Giving extemporaneous speech in front of class and afterward observing the next speaker like
an audience in a pageant contest is a fun, helpful and interesting experience for me. I want to
deliver my message successfully according to what I feel about the topic. I am worried and
praying that it should turned out good and accordingly to what I imagined. I have questioned
myself what I feel about my topic and relate it to myself so I can be able to answer and have a
unique speech whole heartedly which allowed me to assess and prepare the topic and how to
execute my speech. While entering the class, I am very excited. I felt the excitement and I am
imagining myself talking like a good public speaker which makes the speech fun and interesting.
It gives me clearer view on the areas which a person like me is lacking in order to enhance my
skills and adds knowledge about the correct and more effective public speaking. Now I know
that public speaking is not joke and very bored kind of activity. It is not a joke to stand up and
speak in the stage with a lot of people waiting to year your speech. You will not know if later
you will stutter or not and or have that people might laugh at you like you’re like a kind of idiot
standing like a stump at the stage. And that worried me because I’m that kind of person that
before the speech, I have a lot of things and information I want to say but me being nervous is
eating all I want to say that makes me kind of dumb and embarrassing. That’s why I’m saluting
those shy people who stand up and fall in line of those who will speech first. Its their courage
that I want to give appreciation and merit. My fear happened. I was not able to day all the
things I want to day correctly and according to my plan buy I’m still happy. I’m happy that I am
able to spoke there and speaker understand what I am implying in my speech even though I
failed in making it too long and don’t stammer. By that experience and failure, I am able to
determine my weakness and motivate myself to do it better next time and enhance my skills
and capabilities as a public speaker. Someday, I will be able to speak up all that I want to give
voice to without my dear. My failure doesn’t mean it will remain as a failure and I failed as a
speaker but it serves as my lesson and remembrance that in the past I was like this, a coward at
stage and how I have changed and improved myself as a better person.
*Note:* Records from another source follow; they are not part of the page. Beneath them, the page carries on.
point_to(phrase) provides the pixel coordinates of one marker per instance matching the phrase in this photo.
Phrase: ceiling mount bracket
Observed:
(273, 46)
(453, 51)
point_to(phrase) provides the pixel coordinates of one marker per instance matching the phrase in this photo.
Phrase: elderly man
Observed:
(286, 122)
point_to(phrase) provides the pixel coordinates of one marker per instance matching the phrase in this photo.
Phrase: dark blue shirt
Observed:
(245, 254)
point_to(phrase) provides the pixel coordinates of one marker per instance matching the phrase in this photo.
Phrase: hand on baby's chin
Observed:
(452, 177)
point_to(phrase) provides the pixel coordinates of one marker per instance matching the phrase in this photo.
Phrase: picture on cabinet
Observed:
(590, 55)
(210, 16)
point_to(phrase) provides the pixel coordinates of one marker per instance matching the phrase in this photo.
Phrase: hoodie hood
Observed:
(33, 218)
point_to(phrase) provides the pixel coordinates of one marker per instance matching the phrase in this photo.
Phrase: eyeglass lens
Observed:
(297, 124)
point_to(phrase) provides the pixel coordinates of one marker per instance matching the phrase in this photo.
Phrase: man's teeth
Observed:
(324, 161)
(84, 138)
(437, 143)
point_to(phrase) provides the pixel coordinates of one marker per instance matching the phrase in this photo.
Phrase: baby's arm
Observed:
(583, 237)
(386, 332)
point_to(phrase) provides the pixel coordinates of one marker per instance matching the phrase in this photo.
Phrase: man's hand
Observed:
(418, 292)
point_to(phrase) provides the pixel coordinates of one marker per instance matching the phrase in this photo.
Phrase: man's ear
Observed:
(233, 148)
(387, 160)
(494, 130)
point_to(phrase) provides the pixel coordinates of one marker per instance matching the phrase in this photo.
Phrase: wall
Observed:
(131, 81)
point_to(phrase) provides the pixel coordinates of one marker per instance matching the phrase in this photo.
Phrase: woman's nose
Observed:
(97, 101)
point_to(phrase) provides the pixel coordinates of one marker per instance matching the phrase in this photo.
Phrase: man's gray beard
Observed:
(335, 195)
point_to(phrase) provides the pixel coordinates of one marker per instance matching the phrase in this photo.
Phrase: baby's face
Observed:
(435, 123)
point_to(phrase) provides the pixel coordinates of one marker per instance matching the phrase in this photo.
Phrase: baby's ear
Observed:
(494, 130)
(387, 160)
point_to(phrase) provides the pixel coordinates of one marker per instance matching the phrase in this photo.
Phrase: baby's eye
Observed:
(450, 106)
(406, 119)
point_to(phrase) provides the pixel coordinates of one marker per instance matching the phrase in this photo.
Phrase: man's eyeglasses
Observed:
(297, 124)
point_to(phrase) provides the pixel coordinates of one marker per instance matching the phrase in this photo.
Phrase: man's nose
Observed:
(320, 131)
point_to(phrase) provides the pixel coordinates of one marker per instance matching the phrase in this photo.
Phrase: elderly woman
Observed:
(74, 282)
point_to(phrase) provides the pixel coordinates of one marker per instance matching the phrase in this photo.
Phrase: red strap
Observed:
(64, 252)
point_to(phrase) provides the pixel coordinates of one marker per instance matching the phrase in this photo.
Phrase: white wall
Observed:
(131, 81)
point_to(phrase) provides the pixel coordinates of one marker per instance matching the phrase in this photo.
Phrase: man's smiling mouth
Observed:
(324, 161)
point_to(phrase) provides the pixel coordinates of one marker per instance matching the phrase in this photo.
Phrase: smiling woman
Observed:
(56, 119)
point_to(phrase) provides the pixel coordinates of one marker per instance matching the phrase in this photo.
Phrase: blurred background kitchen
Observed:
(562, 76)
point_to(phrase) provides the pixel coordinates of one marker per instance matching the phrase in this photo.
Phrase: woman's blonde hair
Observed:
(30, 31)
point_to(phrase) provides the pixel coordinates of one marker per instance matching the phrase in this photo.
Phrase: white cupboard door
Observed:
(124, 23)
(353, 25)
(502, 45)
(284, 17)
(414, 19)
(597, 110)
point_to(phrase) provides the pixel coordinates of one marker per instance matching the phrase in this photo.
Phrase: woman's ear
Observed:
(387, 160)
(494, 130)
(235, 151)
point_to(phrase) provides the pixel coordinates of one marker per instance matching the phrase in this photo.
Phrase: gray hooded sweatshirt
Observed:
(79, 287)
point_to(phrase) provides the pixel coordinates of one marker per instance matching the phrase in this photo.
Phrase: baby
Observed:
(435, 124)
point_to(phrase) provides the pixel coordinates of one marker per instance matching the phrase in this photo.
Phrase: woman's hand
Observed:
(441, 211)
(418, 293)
At the past, I had a number of opportunities to speak in front of other people because we have
some school activities related to public speaking. Usually it was related to retreat and
demonstrating and sharing what a person feels about himself and the people around him,
happiness and sadness moments, and forgetting it after the said activity. In this class, I have not
introduced unfamiliar things like sharing something that is worthwhile the time entertaining
and getting in front of the audience although the objectivity and mission of this subject gives
me fresh ideas that I will need in the future. I only not learn and experience how to speak well,
but I also learn what tools to be used in drafting and crafting my message and what words and
tones should I use depending on the quotations and ages of the audience.